Remote assistance, NOT remote logins. It can be used as support when someone is already went to that computer, authenticated and has a full gnome session opened.
So you literally CANNOT log in remotely :) If you are lucky, you can assist remotely to a session someone opened locally on that machine.
And it's like that on any other WM. KDE also has a deceiving option in settings that suggests full remote desktop, while it doesn't allow that.
I don't want to argue on semantics. Currently you can't start a graphical session completely remotely using any protocol (RDP, VNC, no machine, whatever).
> GNOME Remote Desktop supports integrating with the GNOME Display Manager (GDM)
to achieve remote login functionality. This feature is only available via the
RDP protocol. It works by the remote user first authenticating via a system
wide password, which gives access to the graphical login screen, where they can
login using their user specific credentials.

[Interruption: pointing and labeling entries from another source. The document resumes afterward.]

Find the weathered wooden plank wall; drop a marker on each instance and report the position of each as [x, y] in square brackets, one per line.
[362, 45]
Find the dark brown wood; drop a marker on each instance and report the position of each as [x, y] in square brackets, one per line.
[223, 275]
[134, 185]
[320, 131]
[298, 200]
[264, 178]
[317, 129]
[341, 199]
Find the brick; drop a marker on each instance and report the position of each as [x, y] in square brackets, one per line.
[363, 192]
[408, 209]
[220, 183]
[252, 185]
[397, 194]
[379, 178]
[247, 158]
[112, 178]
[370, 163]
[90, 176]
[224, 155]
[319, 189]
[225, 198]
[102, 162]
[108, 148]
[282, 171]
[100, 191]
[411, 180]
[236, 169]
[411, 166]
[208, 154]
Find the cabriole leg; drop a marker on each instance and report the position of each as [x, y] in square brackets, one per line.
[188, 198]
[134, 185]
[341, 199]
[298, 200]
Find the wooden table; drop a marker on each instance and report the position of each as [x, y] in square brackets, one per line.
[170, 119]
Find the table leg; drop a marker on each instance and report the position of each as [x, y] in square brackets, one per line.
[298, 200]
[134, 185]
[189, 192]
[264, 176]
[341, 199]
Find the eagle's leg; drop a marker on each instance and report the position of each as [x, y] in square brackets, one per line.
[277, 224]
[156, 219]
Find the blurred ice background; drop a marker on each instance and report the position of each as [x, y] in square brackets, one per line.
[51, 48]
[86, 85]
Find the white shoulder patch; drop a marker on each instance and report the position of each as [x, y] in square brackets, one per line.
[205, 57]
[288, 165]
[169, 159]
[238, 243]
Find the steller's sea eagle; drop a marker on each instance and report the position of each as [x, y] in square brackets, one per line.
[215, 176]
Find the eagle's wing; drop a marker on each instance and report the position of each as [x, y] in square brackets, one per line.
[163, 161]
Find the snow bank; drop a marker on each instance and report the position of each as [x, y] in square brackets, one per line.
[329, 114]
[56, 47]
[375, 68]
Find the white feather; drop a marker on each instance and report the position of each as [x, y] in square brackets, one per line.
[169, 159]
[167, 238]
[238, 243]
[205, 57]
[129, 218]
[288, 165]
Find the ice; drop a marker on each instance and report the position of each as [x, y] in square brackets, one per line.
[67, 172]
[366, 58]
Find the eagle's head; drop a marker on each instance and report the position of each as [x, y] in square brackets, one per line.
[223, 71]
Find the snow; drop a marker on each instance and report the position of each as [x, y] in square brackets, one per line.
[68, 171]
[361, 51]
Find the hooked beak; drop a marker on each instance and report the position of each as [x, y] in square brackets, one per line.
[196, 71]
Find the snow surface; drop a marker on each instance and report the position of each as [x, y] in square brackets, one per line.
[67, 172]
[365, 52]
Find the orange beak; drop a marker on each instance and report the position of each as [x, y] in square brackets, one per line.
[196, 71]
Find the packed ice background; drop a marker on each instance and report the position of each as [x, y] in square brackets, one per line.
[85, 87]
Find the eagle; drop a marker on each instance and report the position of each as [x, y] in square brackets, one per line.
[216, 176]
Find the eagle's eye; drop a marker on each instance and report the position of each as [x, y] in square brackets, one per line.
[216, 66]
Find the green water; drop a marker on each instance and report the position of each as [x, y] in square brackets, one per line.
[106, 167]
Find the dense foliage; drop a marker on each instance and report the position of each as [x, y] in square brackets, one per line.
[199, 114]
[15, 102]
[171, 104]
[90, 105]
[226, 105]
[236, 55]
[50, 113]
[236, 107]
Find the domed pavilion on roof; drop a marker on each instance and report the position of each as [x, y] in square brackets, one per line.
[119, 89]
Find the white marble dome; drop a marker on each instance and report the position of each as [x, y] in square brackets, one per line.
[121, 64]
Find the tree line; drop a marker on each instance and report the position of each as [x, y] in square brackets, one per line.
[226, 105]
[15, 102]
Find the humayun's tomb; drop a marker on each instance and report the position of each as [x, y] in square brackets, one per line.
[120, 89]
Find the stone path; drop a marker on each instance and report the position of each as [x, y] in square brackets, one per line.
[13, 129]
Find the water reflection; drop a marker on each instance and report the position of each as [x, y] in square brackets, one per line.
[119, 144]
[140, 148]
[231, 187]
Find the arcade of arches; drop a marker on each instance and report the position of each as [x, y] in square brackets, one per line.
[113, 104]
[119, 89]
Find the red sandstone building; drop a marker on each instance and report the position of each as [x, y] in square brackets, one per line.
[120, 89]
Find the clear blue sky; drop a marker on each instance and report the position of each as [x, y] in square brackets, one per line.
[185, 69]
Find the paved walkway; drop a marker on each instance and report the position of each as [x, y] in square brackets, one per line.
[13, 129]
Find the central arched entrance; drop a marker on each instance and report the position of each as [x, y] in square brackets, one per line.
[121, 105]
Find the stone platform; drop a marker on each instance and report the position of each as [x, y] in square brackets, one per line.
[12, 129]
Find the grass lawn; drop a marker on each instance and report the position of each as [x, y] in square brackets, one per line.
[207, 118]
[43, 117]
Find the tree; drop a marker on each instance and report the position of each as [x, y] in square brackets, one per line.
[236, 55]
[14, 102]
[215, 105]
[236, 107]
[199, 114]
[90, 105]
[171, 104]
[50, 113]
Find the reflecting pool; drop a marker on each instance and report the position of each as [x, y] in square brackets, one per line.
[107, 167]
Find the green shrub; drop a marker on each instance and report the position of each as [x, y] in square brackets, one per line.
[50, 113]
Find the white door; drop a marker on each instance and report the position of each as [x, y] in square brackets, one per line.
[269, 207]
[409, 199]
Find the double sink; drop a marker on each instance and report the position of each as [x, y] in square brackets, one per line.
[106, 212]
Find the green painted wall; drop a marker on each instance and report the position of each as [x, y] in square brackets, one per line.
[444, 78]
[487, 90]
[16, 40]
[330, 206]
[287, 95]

And then it seems to describe a pure-cli config process that you could set up once over SSH and then be able to RDP to the box thereafter.
There are no headless sessions on Wayland. At all.

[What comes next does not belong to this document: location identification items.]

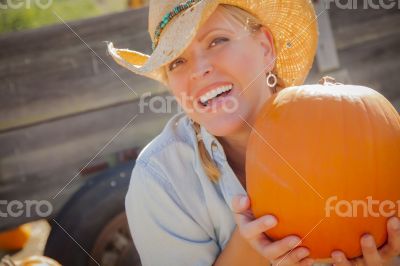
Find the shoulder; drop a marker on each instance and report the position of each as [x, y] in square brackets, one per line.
[177, 138]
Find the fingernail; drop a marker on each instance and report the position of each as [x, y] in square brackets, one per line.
[270, 221]
[337, 257]
[304, 252]
[243, 201]
[395, 224]
[368, 241]
[294, 242]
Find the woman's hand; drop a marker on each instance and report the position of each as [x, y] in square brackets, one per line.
[385, 256]
[282, 252]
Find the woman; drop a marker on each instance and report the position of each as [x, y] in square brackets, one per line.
[221, 60]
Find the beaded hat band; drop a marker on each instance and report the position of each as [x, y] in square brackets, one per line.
[173, 24]
[167, 18]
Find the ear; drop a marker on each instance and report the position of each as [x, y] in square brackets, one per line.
[267, 42]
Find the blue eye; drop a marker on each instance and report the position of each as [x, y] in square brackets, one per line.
[174, 64]
[218, 40]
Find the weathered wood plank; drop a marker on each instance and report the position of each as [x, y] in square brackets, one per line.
[327, 57]
[61, 76]
[47, 147]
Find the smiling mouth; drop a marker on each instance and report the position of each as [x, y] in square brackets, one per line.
[222, 94]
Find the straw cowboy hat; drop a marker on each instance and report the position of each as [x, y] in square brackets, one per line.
[174, 23]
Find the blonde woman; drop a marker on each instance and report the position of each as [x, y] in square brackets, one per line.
[221, 60]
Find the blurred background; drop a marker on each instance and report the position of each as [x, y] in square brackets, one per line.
[71, 128]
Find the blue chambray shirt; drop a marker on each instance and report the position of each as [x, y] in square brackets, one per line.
[176, 215]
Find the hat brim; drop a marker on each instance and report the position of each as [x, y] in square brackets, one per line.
[292, 23]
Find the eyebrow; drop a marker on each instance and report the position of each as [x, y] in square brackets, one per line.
[212, 30]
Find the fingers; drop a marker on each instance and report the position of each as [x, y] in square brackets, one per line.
[339, 259]
[279, 248]
[392, 248]
[370, 251]
[295, 257]
[284, 253]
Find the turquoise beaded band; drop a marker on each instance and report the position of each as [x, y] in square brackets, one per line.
[167, 18]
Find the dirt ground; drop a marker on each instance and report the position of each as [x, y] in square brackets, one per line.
[36, 243]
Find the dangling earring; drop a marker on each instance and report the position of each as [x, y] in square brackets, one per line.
[272, 80]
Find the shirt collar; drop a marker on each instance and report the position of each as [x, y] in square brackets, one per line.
[212, 144]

You want proper headless session, set up X11 distro and use xrdp - it's really easy. But on wayland "remote support" to something that is already displayed on screen is all you can get now.
What I want is to be able to start a session remotely after a reboot, and continue that same session when I get back home. And conversely start a session while at my desk at home and resume that same session remotely. Without any weird limitations.
In other words, how RDP works on Windows.
So you're saying that is still not possible I take it.